After a few moments of this you can gradually start picking up the dynamic again. First with light thrusts pushing deeper. Then start to withdraw some and use linger strokes again, going faster and longer, then changing it up. Begin similar cycles to the first group, but incorporating more stimulation of her labia and clitoral hood while thrusting. Timing your stimulation with your thrusts can be very hot for her, as can rolling your knuckles across her clitoral hood. By now her clit itself is likely hidden inside the hood as it will be too sensitive to be exposed to much direct contact. The degree of pressure she can take in this manner might surprise you though it is advisable to start light and build to a more firm pressure.
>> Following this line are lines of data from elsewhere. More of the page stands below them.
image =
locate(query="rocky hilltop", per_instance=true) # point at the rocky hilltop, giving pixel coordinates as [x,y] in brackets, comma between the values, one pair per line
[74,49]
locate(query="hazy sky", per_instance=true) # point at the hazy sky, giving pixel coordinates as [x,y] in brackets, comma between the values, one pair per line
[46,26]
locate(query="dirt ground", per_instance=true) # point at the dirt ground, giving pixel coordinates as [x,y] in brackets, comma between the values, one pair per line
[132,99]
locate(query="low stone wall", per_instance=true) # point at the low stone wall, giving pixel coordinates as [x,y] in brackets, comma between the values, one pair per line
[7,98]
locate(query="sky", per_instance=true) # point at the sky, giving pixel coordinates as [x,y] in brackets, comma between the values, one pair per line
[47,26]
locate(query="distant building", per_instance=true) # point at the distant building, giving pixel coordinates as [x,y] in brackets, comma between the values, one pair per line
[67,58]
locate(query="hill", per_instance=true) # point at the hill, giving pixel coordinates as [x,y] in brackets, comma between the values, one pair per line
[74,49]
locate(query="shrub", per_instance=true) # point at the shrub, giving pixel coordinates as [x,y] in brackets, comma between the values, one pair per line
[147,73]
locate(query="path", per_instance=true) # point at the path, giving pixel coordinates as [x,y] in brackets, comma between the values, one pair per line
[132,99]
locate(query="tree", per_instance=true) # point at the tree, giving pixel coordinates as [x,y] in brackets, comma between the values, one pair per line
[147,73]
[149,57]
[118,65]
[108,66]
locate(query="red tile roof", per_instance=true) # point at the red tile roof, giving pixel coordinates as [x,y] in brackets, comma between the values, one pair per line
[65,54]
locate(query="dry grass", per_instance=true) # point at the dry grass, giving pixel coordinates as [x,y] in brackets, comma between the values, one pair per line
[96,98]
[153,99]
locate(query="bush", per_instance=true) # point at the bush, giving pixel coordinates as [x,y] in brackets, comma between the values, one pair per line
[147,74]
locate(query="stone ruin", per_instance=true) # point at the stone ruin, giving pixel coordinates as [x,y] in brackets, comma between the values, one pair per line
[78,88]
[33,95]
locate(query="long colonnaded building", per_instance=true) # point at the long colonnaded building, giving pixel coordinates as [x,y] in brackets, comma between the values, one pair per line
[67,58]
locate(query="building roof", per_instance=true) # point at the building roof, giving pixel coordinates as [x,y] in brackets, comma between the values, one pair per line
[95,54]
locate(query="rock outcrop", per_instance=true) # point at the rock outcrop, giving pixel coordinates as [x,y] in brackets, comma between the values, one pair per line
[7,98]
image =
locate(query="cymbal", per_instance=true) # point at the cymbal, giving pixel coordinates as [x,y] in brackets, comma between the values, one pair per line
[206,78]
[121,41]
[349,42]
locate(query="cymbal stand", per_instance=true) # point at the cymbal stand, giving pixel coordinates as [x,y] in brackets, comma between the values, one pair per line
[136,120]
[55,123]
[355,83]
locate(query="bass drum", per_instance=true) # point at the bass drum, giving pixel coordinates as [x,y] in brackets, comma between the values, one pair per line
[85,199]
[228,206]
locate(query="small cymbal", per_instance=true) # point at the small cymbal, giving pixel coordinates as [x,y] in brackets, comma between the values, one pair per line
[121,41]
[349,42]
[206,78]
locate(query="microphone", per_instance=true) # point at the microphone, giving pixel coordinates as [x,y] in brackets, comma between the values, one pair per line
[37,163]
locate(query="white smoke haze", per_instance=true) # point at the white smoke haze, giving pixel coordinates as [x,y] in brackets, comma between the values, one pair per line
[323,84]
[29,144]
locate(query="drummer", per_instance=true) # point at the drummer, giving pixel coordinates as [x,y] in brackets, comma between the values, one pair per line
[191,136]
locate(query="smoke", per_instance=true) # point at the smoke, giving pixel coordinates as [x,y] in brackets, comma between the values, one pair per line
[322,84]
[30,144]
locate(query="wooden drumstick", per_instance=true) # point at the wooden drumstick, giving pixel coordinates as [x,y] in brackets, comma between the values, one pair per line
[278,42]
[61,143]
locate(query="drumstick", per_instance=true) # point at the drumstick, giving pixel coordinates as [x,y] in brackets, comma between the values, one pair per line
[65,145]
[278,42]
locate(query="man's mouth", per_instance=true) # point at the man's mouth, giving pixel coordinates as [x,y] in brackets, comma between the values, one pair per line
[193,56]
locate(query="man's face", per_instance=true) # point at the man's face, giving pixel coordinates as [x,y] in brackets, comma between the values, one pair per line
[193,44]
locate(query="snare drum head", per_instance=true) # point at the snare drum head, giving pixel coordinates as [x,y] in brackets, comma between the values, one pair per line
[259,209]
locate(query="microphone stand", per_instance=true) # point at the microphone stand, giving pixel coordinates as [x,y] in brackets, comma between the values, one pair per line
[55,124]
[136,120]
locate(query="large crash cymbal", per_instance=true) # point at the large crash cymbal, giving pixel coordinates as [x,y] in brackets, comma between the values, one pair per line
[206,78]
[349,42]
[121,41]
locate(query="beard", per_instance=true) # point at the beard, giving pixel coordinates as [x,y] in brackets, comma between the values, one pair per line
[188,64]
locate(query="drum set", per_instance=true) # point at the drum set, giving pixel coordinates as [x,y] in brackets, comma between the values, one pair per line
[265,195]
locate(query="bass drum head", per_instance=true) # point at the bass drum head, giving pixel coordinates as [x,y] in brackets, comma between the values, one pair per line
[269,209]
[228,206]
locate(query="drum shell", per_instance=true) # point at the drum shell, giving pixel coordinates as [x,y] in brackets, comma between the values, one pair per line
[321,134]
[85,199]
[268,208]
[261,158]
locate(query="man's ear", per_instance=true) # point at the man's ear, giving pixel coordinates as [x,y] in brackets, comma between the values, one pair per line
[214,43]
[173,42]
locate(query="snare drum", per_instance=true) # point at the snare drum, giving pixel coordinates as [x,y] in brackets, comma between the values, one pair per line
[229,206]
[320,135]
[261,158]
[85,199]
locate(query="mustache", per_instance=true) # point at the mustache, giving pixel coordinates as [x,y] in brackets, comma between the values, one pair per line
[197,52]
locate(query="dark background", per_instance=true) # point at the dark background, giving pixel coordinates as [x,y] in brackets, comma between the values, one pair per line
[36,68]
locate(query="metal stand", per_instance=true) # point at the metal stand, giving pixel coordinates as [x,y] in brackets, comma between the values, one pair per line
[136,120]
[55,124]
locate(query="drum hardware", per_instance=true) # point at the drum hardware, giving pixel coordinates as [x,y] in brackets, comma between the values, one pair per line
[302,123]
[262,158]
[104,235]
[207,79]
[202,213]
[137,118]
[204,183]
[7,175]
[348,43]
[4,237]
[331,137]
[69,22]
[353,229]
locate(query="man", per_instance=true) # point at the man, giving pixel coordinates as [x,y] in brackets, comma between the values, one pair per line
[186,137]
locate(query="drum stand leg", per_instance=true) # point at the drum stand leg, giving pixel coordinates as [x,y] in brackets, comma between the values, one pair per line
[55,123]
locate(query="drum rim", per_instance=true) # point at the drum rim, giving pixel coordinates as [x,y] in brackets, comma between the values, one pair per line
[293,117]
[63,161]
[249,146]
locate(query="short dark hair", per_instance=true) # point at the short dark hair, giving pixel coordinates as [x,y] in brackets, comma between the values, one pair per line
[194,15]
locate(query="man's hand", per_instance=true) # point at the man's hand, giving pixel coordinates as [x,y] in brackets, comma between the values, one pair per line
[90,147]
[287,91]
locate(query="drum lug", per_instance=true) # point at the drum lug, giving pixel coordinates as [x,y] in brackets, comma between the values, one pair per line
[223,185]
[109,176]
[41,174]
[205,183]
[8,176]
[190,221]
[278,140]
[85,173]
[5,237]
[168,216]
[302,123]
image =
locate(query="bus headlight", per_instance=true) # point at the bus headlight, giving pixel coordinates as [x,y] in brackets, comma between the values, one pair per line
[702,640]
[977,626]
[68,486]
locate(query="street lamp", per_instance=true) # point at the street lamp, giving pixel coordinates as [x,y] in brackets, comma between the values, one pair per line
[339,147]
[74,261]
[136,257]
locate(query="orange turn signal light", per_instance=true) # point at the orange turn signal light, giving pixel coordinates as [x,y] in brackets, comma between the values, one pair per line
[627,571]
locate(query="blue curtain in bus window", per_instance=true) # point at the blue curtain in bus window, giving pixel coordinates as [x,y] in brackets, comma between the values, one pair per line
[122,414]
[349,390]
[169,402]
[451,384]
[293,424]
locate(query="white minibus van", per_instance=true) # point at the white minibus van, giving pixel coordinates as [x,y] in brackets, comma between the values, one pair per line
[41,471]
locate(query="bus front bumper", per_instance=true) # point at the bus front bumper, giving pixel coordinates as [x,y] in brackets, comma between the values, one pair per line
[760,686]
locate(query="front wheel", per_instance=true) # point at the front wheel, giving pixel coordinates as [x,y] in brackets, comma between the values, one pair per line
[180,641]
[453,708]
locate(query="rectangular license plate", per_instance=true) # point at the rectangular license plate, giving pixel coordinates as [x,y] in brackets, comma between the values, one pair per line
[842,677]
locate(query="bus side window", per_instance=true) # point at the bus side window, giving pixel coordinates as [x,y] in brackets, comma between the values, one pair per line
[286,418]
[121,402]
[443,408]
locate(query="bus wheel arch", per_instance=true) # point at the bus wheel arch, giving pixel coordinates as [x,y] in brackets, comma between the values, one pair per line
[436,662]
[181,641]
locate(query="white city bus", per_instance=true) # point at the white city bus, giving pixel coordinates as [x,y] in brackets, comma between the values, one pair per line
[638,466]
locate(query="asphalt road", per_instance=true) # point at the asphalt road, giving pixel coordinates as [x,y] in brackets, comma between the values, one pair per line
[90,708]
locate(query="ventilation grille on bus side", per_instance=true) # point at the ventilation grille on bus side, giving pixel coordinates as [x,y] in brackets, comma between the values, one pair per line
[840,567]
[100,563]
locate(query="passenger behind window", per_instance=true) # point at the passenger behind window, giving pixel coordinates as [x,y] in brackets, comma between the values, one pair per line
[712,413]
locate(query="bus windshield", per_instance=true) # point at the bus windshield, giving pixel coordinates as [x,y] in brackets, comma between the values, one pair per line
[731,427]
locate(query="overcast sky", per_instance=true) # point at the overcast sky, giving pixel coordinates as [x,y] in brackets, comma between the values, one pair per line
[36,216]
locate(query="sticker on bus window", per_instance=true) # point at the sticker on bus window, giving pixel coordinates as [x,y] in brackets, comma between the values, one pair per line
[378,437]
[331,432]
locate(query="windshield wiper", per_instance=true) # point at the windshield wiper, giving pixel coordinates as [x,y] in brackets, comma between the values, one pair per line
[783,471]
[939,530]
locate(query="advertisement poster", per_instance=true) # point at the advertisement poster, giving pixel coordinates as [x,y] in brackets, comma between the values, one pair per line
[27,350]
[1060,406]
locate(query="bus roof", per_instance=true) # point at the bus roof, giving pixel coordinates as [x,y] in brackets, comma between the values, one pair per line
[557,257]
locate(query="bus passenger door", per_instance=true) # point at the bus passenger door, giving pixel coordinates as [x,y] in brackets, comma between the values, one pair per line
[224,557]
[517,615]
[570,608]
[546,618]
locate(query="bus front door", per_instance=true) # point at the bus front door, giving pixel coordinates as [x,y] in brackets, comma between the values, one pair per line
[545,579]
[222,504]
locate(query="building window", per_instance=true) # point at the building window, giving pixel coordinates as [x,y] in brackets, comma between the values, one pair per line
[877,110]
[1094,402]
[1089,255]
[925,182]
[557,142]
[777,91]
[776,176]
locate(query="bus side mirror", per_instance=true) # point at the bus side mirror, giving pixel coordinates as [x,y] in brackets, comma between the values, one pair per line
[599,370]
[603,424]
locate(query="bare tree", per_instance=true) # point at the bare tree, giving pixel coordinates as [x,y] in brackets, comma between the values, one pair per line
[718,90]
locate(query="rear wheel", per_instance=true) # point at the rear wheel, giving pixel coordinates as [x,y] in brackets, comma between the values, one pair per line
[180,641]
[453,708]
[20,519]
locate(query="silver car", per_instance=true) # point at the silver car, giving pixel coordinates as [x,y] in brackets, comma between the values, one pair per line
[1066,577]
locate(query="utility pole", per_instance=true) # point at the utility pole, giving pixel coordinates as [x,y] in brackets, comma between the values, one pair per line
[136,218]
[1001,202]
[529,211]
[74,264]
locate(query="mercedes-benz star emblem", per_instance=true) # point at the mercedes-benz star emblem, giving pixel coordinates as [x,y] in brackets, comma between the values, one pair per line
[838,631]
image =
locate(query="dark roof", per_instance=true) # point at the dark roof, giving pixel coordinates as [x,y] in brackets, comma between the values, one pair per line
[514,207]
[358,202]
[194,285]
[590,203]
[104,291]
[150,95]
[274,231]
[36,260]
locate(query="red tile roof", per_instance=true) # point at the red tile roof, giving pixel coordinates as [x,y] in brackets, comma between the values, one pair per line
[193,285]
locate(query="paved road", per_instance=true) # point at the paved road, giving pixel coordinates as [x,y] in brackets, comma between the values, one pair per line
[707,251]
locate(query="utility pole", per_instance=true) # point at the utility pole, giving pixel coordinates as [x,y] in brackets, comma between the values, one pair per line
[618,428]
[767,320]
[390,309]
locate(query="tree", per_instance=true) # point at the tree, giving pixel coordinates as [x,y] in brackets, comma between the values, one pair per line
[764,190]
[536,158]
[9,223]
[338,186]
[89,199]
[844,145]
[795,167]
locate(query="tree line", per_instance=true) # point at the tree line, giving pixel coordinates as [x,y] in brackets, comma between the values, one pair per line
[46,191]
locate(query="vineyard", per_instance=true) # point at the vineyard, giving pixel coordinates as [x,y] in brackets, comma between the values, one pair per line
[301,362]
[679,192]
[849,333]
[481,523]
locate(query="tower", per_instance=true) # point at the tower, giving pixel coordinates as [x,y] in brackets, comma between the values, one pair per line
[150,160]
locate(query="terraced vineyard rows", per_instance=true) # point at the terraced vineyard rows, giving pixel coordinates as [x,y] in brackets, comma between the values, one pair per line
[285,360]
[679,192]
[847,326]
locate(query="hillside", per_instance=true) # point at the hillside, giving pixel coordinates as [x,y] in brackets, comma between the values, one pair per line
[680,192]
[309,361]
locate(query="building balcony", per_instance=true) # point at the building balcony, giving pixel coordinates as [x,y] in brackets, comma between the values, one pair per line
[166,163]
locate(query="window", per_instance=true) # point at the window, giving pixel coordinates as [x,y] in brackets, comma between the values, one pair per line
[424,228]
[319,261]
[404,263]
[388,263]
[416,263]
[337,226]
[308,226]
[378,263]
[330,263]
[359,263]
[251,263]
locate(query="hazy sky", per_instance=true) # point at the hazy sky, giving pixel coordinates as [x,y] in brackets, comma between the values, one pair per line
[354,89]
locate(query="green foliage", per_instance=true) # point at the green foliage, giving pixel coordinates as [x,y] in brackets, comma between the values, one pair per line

Every lady is different in many ways, this being one of them.

For the next stimulation session you might consider adding some vibrating toys to the mix. I bought a few finger nubby vibrators for this. It adds a nice element to keep things new and fresh after several tens of minutes of play. The vibrator can then be continued into the next thrusting cycles and used in addition to the finger stimulation for her labia and clitoris. Another variation is to shift to mutual oral for a cycle, though it is more disruptive to the general flow.

And eventually either you choose to take a real break for water or food or bathroom or whatever; or one of you had a full orgasm signaling time for an extended break or ending the session. From there it depends on how each partner feels. Getting things revved back up again can be fun, but there is only so much that lube and good technique can do to minimize skin irritation over time - especially if condoms are in use. Use common sense and be considerate of your partner.